According to the OECD Better Life Index, the United States ranks ninth from the bottom among advanced nations in the category of “work-life balance.”
That study is part of the reason we’re seeing more articles published on the topic of productivity. Each aims to answer the burning question we’re all asking: How do we get more done in less time?
And while there are a multitude of strategies to help us reach max productivity, they can be difficult to adopt because the techniques go against the routines we’ve had for years. If you’ve struggled with habit-changing tips like waking up early, not breaking the chain, or regular exercise, you might want to check out the four D’s of productivity:
The four D’s of productivity are effective because practitioners don’t need to change a habit, but instead embrace a new system. The four D’s work whether you’re an early riser or a night owl. There are no biases to this system — and you don’t even have to wait 66 days for it to become ingrained as part of your routine.
Here’s how the four D’s system works:
If a task arrives on your plate and is both important and can only be done by you, deal with it immediately. Accomplishing the task and getting it off your to-do list prevents you from wasting time making a decision about whether you should start or not and frees you up for other projects after it’s done.
It could be something small like an email, or something big like a major project you were recently assigned. But that doesn’t matter. As long as the task fits the two criteria above, it’s up to you to do it.
In the event a task pops up that can be or should be dealt with by one of your team members or colleagues, delegate it. Not only does this free you up to focus on the more important tasks that lie ahead, the members of your team will stay busy with clear priorities.
Delete any and all tasks you deem unimportant. Instead of adding them to an ever-growing to-do list, deleting these tasks allows you to keep your list manageable and dedicate your time to projects of more importance.
Finally, if you’re unable to do one of the first three suggestions, set a reminder for yourself to revisit the task at a later time. Delaying a non-urgent project removes the pressure to get it done right away, and lets you target your important tasks first.
How to Use the 4 D’s of Productivity
To see what this looks like in practice, let’s say you have four tasks on your to-do list:
- Update annual team goals
- Schedule coffee with Leslie
- Answer a cold email
- Edit a blog post
Which “D” should you apply to each task? Here’s how I would use the 4 D’s system to prioritize these tasks:
- Your company’s executives are in search of updated yearly goals for your team. This is a pressing matter that can only be done by you. This is your do task.
- Delegate editing a post to a writer eager to learn how to edit. This way your blog calendar stays up to date and your team has established priorities.

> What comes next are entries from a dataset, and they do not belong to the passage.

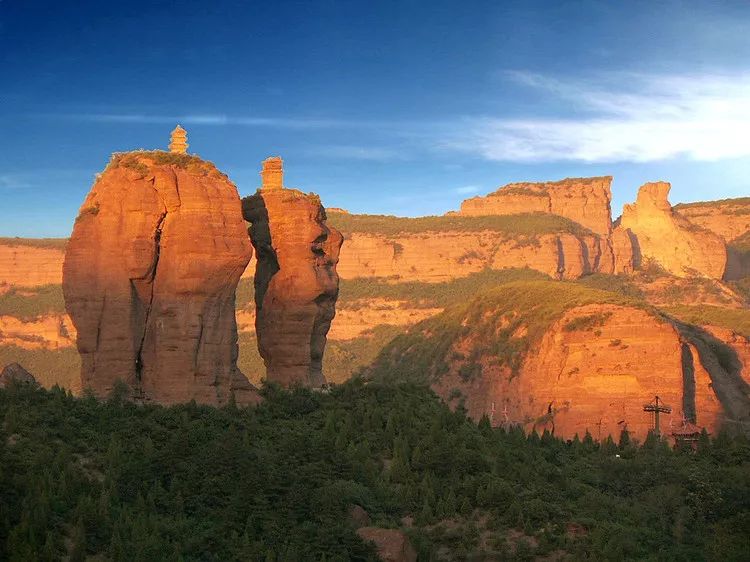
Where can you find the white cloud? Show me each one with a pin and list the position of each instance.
(370, 153)
(12, 181)
(206, 119)
(621, 118)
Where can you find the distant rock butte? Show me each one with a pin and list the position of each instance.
(586, 201)
(729, 218)
(597, 379)
(296, 284)
(28, 266)
(666, 237)
(441, 256)
(149, 280)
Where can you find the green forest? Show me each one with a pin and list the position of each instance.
(111, 480)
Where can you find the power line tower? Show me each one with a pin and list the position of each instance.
(656, 407)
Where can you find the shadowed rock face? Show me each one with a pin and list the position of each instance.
(14, 372)
(666, 237)
(296, 284)
(583, 200)
(149, 280)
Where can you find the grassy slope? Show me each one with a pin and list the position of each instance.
(737, 320)
(492, 318)
(530, 224)
(430, 295)
(32, 302)
(81, 480)
(48, 243)
(739, 201)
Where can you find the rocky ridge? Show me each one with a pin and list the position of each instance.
(571, 359)
(149, 280)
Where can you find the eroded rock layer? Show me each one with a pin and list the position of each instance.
(296, 284)
(149, 280)
(574, 360)
(586, 201)
(666, 237)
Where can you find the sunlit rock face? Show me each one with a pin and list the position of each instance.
(149, 280)
(296, 284)
(662, 235)
(586, 201)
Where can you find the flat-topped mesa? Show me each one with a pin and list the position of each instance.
(296, 284)
(178, 141)
(149, 280)
(664, 236)
(586, 201)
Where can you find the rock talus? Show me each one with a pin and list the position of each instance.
(149, 280)
(586, 201)
(296, 284)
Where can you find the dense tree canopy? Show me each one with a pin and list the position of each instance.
(80, 477)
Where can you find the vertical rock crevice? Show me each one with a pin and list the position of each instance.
(149, 279)
(296, 284)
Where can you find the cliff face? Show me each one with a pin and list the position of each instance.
(573, 360)
(730, 218)
(442, 256)
(598, 378)
(664, 236)
(583, 200)
(30, 266)
(296, 284)
(149, 280)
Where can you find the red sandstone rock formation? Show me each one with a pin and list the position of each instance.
(592, 369)
(14, 372)
(149, 280)
(729, 218)
(583, 200)
(296, 284)
(664, 236)
(441, 256)
(29, 266)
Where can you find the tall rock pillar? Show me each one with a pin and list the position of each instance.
(296, 284)
(149, 280)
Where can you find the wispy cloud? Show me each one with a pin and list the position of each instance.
(620, 118)
(12, 181)
(207, 119)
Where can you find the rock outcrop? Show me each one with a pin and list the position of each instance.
(729, 218)
(664, 236)
(14, 372)
(149, 280)
(586, 201)
(51, 331)
(30, 265)
(392, 545)
(296, 284)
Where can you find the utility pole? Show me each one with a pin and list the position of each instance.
(657, 408)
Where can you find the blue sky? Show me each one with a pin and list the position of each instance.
(401, 107)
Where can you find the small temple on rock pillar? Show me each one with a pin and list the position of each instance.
(272, 174)
(178, 141)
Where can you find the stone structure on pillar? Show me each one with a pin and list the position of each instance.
(272, 174)
(178, 142)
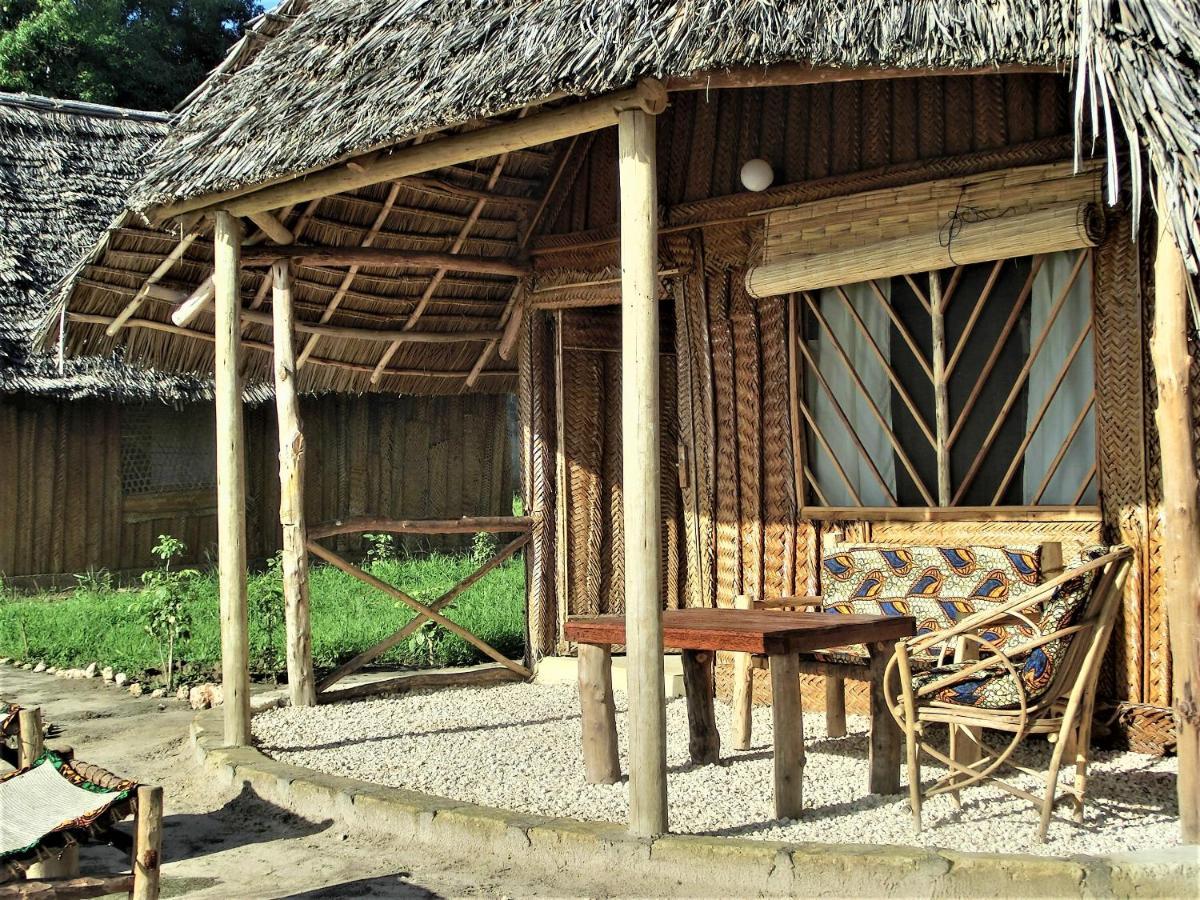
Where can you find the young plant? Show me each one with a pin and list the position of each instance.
(265, 598)
(167, 617)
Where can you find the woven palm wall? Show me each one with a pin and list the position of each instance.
(64, 508)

- Although you want to get coffee with Leslie, scheduling that meeting right now will only cost you time. Delay that until after you’ve completed your “do” task.

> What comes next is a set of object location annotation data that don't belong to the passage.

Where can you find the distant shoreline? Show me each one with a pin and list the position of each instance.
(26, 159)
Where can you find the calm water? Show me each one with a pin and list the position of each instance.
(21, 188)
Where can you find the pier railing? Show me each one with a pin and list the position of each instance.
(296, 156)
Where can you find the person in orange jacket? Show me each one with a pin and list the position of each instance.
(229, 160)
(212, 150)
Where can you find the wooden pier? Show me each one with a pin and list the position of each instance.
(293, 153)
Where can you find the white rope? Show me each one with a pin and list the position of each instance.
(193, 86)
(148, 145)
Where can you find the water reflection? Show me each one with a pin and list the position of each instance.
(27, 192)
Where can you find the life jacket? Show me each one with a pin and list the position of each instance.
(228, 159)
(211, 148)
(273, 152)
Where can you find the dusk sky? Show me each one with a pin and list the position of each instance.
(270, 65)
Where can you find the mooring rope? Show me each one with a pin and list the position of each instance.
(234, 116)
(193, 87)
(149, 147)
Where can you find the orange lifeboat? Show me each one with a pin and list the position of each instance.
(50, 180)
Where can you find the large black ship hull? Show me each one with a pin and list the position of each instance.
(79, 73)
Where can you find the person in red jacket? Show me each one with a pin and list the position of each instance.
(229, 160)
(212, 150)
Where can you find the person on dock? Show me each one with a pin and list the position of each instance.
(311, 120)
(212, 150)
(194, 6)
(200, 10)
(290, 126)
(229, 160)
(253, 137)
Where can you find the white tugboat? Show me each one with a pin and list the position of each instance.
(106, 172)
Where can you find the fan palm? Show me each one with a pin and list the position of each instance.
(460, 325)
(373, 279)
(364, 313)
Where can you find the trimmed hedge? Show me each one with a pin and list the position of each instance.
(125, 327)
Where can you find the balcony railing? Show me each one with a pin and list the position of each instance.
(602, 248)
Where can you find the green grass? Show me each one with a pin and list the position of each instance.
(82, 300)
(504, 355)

- After checking your inbox, you see a cold email from a sales rep you don’t know. Immediately delete this so you don’t lose focus.
Here’s a handy visual that can help you prioritize tasks according to the 4 D’s of productivity:
Maximum productivity can be difficult to achieve because you often need to develop a new habit — and habits are difficult to maintain after a few days or weeks. With the four D’s of productivity, you don’t need to develop a new habit, but to instead embrace a system. Get started improving your productivity right away with this simple system.